La presencia del exfuncionario llamó la atención debido a su historial, especialmente por la crisis diplomática que su detención en Estados Unidos generó en 2020. Cienfuegos fue arrestado en Los Ángeles por la Administración de Control de Drogas (DEA) bajo acusaciones de narcotráfico, lo que desató un conflicto entre los gobiernos de México y Estados Unidos.
Al respecto, el fiscal general de la República, Alejandro Gertz Manero, recordó los hechos, subrayando que, tras su arresto, el gobierno estadounidense desistió de la acción penal y permitió su regreso a México. Posteriormente, la Fiscalía General de la República (FGR) determinó el no ejercicio de la acción penal al no encontrar pruebas suficientes que sustentaran los cargos.
El fiscal explicó que la investigación realizada en México evidenció que las acusaciones contra el general Cienfuegos eran inconsistentes y basadas en pruebas deficientes. Incluso, destacó que el presidente Andrés Manuel López Obrador tomó la decisión sin precedentes de hacer público el expediente del caso para despejar cualquier duda sobre la legalidad del proceso.
«Las acusaciones eran un catálogo de falsedades. Hicimos una investigación sujeta a una gran presión pública y, finalmente, el 15 de enero de 2021, la Fiscalía General de la República emitió dos comunicados explicando las razones del no ejercicio de la acción penal», detalló Gertz Manero.
En este contexto, la presidenta Claudia Sheinbaum respaldó la decisión de la FGR y reiteró que la liberación del general se debió a la falta de pruebas concluyentes en su contra, tanto en Estados Unidos como en México. Además, enfatizó que su presencia en el acto militar se debió a un protocolo del Ejército, ya que es costumbre invitar a los exdirectores del Colegio Militar a este tipo de eventos.

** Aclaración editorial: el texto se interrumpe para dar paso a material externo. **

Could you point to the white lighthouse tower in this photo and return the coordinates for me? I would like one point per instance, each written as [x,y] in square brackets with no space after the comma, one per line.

Cienfuegos, quien se mantuvo alejado del ojo público desde su regreso a México, reapareció en este acto acompañado por otros altos mandos castrenses y miembros del gobierno federal. Su caso fue uno de los episodios más controversiales en la relación bilateral entre México y Estados Unidos en los últimos años, pues evidenció tensiones en materia de seguridad y cooperación en el combate al narcotráfico.
La reapertura del debate sobre su caso genera nuevamente cuestionamientos sobre la transparencia y la justicia en México, especialmente en el manejo de acusaciones contra funcionarios de alto nivel. A pesar de haber sido exonerado legalmente, el episodio sigue siendo un tema sensible en la opinión pública y en la política mexicana.